The four had found themselves among a sea of used condoms that ejected by Los Angeles’s Hyperion sewage treatment plant. Huxley returned to those shores a few years later, after L.A. upgraded the plant in 1950. He was overjoyed with what he saw, and what he thought the vista suggested about the city:

[A]nother torrent, this time about 99.95 percent pure, rushes down through the submarine outfall and mingles, a mile offshore, with the Pacific. The problem of keeping a great city clean without polluting a river or fouling the beaches, and without robbing the soil of its fertility, has been triumphantly solved.

In most of his writing, Huxley is an ambivalent cheerleader, at best, for the wonders of high modernist technology. But as this excerpt suggests, something about the new Hyperion quieted his critical side. He depicts the plant as an unambiguous boon, and more significantly, the triumphant solution to the age-old problem of dealing with the ongoing disaster of human waste in the city. The boundaries between pollution and the rest of the metropolis are portrayed as impermeable thanks to the construction of this hyper-modern treatment plant, separating the cityscape from its own wastes once and for all.

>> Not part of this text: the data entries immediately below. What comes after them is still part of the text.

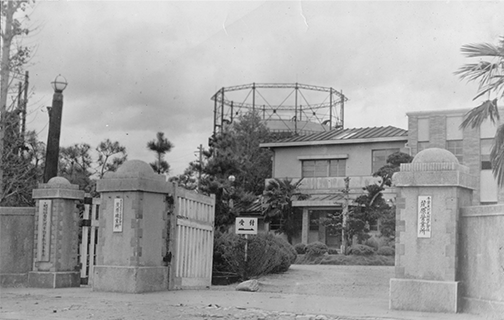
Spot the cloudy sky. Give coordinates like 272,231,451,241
21,0,504,175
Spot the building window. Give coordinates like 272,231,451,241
480,139,493,170
302,159,346,178
418,118,429,141
371,148,399,173
446,116,464,140
480,139,498,204
446,140,464,163
310,211,320,231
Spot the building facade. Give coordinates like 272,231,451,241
407,109,504,205
261,126,408,248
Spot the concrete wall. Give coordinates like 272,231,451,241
0,207,35,287
408,109,504,206
273,141,405,178
459,205,504,315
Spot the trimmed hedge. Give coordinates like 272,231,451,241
376,247,395,256
306,241,329,257
348,244,375,256
213,233,297,280
294,243,306,254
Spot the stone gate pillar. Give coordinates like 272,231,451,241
93,160,171,293
390,148,475,312
28,177,84,288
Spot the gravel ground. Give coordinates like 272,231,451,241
0,265,496,320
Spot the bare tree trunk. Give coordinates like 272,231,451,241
0,1,18,202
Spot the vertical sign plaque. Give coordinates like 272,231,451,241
37,200,52,261
113,198,123,232
418,196,432,238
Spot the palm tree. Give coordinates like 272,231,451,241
147,132,173,174
455,36,504,187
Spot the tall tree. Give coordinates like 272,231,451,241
147,132,173,174
198,113,271,229
323,152,413,253
96,139,128,179
264,179,309,244
0,0,30,202
455,36,504,187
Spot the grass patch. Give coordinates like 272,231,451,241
294,254,395,266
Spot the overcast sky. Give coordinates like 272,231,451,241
21,0,504,175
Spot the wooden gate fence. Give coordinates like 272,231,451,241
79,197,101,284
168,186,215,289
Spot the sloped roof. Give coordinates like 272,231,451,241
261,126,408,147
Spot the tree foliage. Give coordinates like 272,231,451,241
322,152,413,251
147,132,173,174
0,130,45,207
58,143,93,192
96,139,128,179
0,0,37,206
455,36,504,187
264,178,309,244
197,112,271,229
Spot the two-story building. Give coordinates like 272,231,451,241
407,109,504,205
261,126,408,247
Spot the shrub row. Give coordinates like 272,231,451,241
213,233,297,280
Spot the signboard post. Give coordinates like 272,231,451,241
235,217,257,263
112,198,123,232
417,196,432,238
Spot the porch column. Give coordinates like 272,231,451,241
301,207,310,244
28,177,84,288
390,148,475,313
93,160,171,293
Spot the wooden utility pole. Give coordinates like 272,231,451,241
341,177,350,254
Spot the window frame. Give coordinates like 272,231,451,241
371,148,401,174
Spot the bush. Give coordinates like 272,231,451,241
319,255,394,266
213,233,297,280
364,237,380,250
294,243,306,254
348,244,374,256
306,241,328,257
327,248,338,254
376,247,395,256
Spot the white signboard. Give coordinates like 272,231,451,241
235,217,257,234
113,198,123,232
37,200,52,261
418,196,432,238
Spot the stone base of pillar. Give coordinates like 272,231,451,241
0,272,28,288
28,271,80,288
390,279,459,313
462,297,504,319
93,266,168,293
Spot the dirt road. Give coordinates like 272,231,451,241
0,265,496,320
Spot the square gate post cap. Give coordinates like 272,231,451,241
96,160,171,193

Evolving notions of the nature of a healthy, well-managed city have animated public conversations about Hyperion and the condoms, shit, hypodermic needles, and even “lethal superbugs” the plant has dumped into the Santa Monica Bay over the past century. Describing the plant’s salubrious (or destructive) effects on L.A. shorelines has long served as a way to talk about far more than just unsightly beach trash. Since Hyperion became an object of attention in Huxley’s day, issues of public safety and spatial governance have also slid, implicitly or explicitly, into discussions of how L.A. should manage its sewage, and debates about Hyperion have been shot through with ever-shifting ideas about what it means to build and maintain a genuinely flourishing metropolis. Angelenos’ demands of the treatment plant, in other words, have long indexed a set of shifting expectations for what the urban environment can and should be.

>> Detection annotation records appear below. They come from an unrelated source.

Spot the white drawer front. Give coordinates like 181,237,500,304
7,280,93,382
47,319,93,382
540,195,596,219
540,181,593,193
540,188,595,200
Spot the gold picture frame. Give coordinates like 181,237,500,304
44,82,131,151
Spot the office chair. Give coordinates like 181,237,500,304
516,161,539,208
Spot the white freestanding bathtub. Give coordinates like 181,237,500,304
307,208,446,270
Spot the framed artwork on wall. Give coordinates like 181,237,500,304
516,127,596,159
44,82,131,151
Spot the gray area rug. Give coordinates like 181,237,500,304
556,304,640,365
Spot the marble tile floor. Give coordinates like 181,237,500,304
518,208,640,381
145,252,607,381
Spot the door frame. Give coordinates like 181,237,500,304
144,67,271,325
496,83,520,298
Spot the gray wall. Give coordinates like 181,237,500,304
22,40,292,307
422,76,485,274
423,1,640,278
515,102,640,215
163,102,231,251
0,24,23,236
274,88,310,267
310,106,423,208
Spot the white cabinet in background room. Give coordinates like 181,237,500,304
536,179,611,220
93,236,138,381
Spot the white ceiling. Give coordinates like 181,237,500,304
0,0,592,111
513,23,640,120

When the first Hyperion treatment plant began operations in 1924, it was hailed as a dramatic improvement from the previous arrangement, which was no treatment at all. Up to that point, L.A. had deposited its sewage directly from the sewer into the ocean, through an outfall pipe in the southern L.A. beach community of El Segundo. The new facility, constructed next to the old outfall, used simple screens to filter the wastewater flowing in from the sewer network, dumping the outflow into the sea through a submarine concrete pipe; city workers buried the screened detritus in nearby sand dunes. Few saw the setup as ideal, but it was in line with the technological and sanitary norms of the time. Dilution — of the inflowing sewage by the ocean — was assumed to be an adequate solution to the problem of pollution.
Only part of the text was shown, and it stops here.